We’re open to adding more courses to this list (to suggest a course, email john.emerson@yale.edu). Courses in this category should expose students to how data is gathered and used within a discipline. They should not be introductory statistics or probability courses within that discipline, nor should they be courses that focus on statistical methods for analyzing data that has already been cleaned. They should be courses that teach students about the use of data within the domain, including issues of data collection and handling messy data. Examples of courses that might be terrific courses but do not satisfy the requirements of the “Data Science in a Discipline Area” include: BENG 449, BIS 633, CPSE 150, CPSE 477, EENG 439, EP&E 336, FES 611, GLBL 550, PLSC 349, SOCY 133, …

### Restrictions, suggestions, and caveats:

- The department recommends that most students take a 100-level course (some may take 220), followed by 238 or 240, 230, and one of 361 or 363.
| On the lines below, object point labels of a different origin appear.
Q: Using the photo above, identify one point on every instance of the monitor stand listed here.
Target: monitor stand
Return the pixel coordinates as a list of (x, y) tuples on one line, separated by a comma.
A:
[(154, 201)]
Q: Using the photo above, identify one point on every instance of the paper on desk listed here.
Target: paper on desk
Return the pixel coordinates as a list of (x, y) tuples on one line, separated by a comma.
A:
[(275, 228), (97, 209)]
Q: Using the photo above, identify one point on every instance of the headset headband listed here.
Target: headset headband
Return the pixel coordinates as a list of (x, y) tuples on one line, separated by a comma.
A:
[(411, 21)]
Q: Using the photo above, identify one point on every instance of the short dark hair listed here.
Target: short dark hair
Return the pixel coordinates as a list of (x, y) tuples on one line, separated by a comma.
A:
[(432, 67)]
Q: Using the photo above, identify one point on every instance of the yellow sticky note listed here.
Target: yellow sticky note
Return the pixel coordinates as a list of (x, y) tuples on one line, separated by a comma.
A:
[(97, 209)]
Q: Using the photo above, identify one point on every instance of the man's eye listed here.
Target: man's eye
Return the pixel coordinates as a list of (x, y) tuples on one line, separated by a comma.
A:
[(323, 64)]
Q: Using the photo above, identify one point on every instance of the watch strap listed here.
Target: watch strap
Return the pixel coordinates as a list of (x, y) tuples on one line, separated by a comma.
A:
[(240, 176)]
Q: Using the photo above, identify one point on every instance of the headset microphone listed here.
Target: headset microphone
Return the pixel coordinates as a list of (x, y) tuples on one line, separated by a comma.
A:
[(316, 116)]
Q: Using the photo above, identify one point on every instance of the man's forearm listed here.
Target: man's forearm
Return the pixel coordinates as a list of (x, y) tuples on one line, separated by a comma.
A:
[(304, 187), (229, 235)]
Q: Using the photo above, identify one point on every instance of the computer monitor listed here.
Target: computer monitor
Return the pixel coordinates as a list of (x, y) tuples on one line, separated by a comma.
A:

- Students considering majoring in Statistics and Data Science should be very careful about which courses they take. Some courses that count towards the certificate (right now 240) do NOT count towards the major.
- Students may not count courses toward both their major and the certificate. If a course in the certificate is required by a student’s major, then the student should substitute a different course in the certificate.
- S&DS Majors may not pursue the Data Science certificate.